From lunch we headed up to the Cathedral. The façade of the Orvieto Cathedral is a much written about a strong rivalto that of the Siena Duomo. It was mesmerizing, to say the least. It was yeat another example for the Collingwood folk. They love their black and white marble across the whole of Tuscany! We then took a guided tour of the underground caves and saw remnants of Etruscan water wells, caves and tombs that were later used in the Middle Ages for the pressing of olive oil, storing wine and the breeding pigeons! Today, many of the caves fall under private ownership due to their placement below private properties and home.
The drive home took about 2 hours but was just as pretty, especially as we approached Porto Santo Stefano and saw the fishing harbour in the light of long shadows and fading sunlight. It had been a great day and we headed home for our last night here with local wine and a home cooked meal.

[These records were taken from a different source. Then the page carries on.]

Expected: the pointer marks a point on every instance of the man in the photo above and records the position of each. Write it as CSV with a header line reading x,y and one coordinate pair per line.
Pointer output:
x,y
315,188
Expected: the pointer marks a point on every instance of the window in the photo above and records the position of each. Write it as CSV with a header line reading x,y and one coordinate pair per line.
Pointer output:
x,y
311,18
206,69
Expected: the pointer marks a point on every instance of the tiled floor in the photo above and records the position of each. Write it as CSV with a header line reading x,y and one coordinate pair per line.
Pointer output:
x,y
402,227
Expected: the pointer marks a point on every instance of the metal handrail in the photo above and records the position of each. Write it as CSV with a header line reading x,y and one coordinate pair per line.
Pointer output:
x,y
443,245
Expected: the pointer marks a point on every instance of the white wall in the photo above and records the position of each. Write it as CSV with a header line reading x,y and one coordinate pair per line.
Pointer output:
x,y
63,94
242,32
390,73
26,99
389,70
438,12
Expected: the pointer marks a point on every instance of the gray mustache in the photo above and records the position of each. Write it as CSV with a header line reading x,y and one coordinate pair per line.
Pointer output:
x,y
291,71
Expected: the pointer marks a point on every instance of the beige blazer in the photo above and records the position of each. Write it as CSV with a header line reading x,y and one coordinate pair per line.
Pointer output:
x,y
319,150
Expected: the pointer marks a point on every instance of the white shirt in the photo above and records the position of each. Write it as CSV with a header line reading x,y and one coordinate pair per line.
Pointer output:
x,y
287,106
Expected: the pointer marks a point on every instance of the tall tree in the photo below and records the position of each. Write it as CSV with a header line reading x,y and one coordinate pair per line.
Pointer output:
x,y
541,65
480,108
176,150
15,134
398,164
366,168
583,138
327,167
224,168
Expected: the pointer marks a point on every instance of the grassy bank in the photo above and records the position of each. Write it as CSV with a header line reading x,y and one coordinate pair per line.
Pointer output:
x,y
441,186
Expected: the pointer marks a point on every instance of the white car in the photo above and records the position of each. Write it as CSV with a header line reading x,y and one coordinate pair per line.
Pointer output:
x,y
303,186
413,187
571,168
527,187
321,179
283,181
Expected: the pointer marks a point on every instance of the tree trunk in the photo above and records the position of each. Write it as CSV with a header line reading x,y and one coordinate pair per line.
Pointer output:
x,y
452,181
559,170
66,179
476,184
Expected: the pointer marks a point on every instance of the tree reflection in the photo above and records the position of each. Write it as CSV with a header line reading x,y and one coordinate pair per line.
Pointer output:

Mark mused later over dinner that Porto Santo Stefano reminded him of a ‘bad Bateman’s Bay’. I laughed but could see what he meant, although I thought it was a little bit harsh. The harbour and surrounds were very pretty. It was just that our apartment was so awful. This area was pitched as an ‘up market holiday area for the wealthy Italians’ but the local shops didn’t support this notion. The small towns today had much more style and class to them than this area though.
What were my musings? I couldn’t get my head around the fact that these guys were pegged to the elevated status of the Euro. Granted, they have olives, wine and a fair bit of history, but, that’s about it. It seems to me that Australia, and Australians, generally try so much harder but look at our Aussie dollar. It’s got me a little stumped.